My father turns eighty-four years of age in two month’s time and has become very forgetful and easily confused. This could be the last time he visits me here and possibly the last time he will ever be in Malta, his country of birth.
My father convinced my mother to move to Australia just after they were married, and her father to allow her to leave Malta, in nineteen fifty-five. They took advantage of the subsidised ship’s passage offered by the immigrant hungry Australian government. Ostensibly, it was only for the minimum two year stay that was set by the Australian government, so that the immigration contract would not be broken and my father would not have to pay back the fare subsidy. There was little work in Malta, wages were very low and there was a housing shortage. The two years in Australia would be enough to save the money needed for the fare back to Malta and to buy a house on their return.
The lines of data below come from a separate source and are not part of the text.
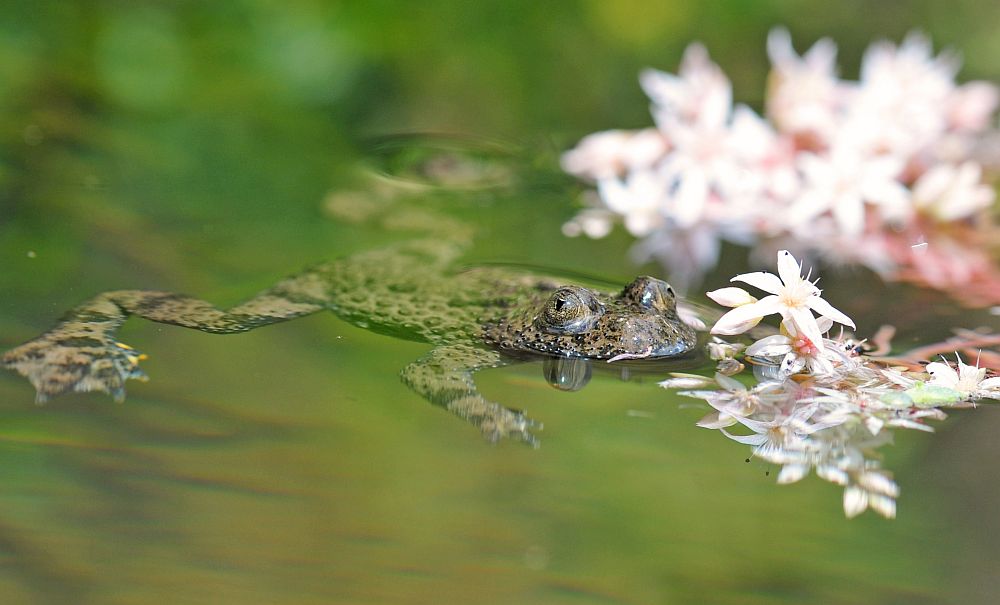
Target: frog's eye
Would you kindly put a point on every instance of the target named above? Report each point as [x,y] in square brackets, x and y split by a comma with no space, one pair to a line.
[651,294]
[570,310]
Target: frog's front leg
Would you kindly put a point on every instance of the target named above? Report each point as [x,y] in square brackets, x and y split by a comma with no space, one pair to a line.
[81,353]
[444,377]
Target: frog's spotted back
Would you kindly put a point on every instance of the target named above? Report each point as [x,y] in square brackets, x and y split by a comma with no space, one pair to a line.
[409,290]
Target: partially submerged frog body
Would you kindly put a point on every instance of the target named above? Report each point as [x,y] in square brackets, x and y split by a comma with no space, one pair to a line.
[477,318]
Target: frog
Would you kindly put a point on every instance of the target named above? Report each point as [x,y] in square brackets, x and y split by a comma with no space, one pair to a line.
[473,317]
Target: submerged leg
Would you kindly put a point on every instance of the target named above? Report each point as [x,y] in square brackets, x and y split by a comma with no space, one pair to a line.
[444,377]
[81,353]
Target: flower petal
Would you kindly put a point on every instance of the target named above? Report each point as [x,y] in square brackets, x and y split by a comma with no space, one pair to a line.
[770,346]
[768,282]
[790,473]
[745,439]
[736,320]
[731,297]
[805,325]
[788,268]
[942,374]
[827,310]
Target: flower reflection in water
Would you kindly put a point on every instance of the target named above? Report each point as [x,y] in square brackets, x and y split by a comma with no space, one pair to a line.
[821,403]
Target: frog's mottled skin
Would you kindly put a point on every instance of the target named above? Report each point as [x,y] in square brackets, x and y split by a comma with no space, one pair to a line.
[472,317]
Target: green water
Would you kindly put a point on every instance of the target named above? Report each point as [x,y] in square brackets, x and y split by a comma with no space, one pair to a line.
[289,464]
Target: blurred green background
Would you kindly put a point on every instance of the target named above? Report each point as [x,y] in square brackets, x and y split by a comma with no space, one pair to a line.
[189,146]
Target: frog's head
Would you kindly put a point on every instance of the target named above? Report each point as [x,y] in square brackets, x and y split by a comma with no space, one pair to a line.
[573,321]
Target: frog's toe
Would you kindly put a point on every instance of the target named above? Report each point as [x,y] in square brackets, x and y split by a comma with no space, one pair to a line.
[56,366]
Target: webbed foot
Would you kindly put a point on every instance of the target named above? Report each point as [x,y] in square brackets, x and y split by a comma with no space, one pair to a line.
[61,365]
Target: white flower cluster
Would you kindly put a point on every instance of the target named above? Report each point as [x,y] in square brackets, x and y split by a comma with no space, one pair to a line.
[818,402]
[861,171]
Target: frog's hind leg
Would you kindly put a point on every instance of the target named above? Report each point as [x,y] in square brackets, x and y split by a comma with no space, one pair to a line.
[444,377]
[81,353]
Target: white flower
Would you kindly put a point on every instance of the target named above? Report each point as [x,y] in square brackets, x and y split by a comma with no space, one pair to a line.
[699,93]
[790,295]
[968,380]
[845,182]
[951,193]
[804,93]
[901,102]
[797,353]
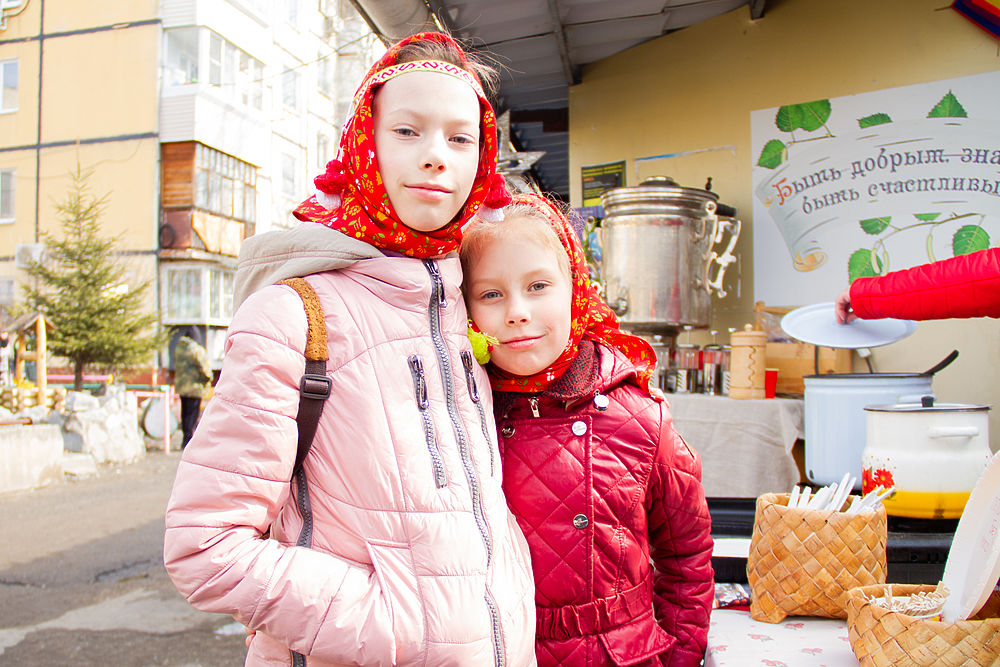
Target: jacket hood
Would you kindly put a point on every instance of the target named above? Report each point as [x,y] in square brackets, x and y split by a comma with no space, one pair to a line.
[287,253]
[595,369]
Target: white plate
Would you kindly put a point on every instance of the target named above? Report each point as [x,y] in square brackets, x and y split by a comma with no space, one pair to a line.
[817,324]
[973,564]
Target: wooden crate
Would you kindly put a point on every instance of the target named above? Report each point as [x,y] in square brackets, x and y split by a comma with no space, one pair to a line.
[795,360]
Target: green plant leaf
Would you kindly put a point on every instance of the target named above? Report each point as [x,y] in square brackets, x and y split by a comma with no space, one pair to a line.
[969,238]
[875,225]
[772,155]
[787,118]
[860,264]
[948,107]
[814,114]
[809,116]
[874,119]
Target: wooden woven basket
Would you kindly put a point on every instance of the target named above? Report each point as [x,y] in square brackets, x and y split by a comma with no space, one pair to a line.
[803,562]
[881,638]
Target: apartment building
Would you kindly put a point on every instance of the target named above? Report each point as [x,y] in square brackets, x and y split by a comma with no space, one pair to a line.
[203,120]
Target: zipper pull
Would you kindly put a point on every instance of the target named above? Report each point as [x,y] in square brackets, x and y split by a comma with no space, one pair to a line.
[420,384]
[533,402]
[469,378]
[438,283]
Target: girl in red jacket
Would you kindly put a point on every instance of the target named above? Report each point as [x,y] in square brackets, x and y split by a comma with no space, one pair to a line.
[607,493]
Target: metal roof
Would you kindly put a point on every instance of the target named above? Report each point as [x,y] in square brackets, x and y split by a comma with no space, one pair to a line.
[541,46]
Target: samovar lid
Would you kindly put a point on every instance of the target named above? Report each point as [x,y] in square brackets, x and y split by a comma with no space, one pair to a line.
[657,191]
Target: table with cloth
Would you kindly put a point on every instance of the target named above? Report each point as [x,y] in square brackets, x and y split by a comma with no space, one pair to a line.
[798,641]
[745,445]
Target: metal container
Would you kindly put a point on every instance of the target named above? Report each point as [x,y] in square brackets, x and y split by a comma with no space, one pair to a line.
[660,268]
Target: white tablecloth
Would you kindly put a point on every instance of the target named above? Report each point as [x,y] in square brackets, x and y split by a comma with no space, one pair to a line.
[745,446]
[735,639]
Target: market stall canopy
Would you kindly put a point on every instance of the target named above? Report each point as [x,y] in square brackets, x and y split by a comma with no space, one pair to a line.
[541,46]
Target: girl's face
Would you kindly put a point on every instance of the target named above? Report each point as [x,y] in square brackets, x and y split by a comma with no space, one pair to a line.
[427,146]
[518,292]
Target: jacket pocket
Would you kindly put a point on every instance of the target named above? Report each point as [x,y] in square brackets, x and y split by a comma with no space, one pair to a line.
[637,642]
[393,567]
[470,380]
[423,405]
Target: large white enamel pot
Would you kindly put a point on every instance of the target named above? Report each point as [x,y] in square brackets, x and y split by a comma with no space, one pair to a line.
[931,453]
[835,417]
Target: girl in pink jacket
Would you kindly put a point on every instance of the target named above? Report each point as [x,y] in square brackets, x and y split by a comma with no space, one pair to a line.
[608,494]
[393,545]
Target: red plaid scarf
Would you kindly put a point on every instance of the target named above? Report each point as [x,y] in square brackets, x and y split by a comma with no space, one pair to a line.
[591,317]
[355,198]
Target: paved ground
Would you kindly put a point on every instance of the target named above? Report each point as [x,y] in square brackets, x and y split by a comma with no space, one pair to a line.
[82,579]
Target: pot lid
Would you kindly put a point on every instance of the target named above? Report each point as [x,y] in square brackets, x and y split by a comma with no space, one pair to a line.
[817,324]
[973,564]
[928,406]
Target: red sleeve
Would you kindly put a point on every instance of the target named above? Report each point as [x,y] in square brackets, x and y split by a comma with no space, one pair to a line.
[680,544]
[963,286]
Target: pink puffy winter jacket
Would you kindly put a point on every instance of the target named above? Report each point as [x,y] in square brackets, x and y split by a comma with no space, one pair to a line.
[415,558]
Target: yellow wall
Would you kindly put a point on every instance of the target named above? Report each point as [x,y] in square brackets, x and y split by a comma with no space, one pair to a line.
[111,93]
[694,89]
[99,86]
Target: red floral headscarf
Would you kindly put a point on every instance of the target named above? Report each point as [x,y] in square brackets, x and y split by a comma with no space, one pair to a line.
[591,317]
[351,197]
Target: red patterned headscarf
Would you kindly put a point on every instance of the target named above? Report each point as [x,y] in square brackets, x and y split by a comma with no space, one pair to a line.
[591,317]
[350,195]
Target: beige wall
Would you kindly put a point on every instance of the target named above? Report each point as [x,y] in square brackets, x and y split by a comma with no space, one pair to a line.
[694,89]
[99,86]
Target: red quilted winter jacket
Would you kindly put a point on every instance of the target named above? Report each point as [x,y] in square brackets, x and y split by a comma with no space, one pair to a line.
[601,483]
[963,286]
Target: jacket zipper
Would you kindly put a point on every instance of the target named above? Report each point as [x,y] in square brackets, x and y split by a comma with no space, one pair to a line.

Almost sixty-two years, three children and four grandchildren later, they are both still in Australia.
My maternal grandfather to his dying day, never forgave my father for failing to return his favourite daughter.
I will be eternally grateful to my father for making that momentous decision, as I have had opportunities and successes, financial and otherwise, that a boy from my father’s neighbourhood in Malta could not have imagined in his wildest dreams. I now have beautiful homes in both Australia and Malta and for the last five years have spent around six months of each year in both countries.

We enjoyed the cake and tea at Fontenella’s, overlooking the panoramic view of most of the island of Malta below us. The funny thing was, when the waiter came over to our table to see what we wanted, I spoke to him and ordered in Maltese; my father ordered in English.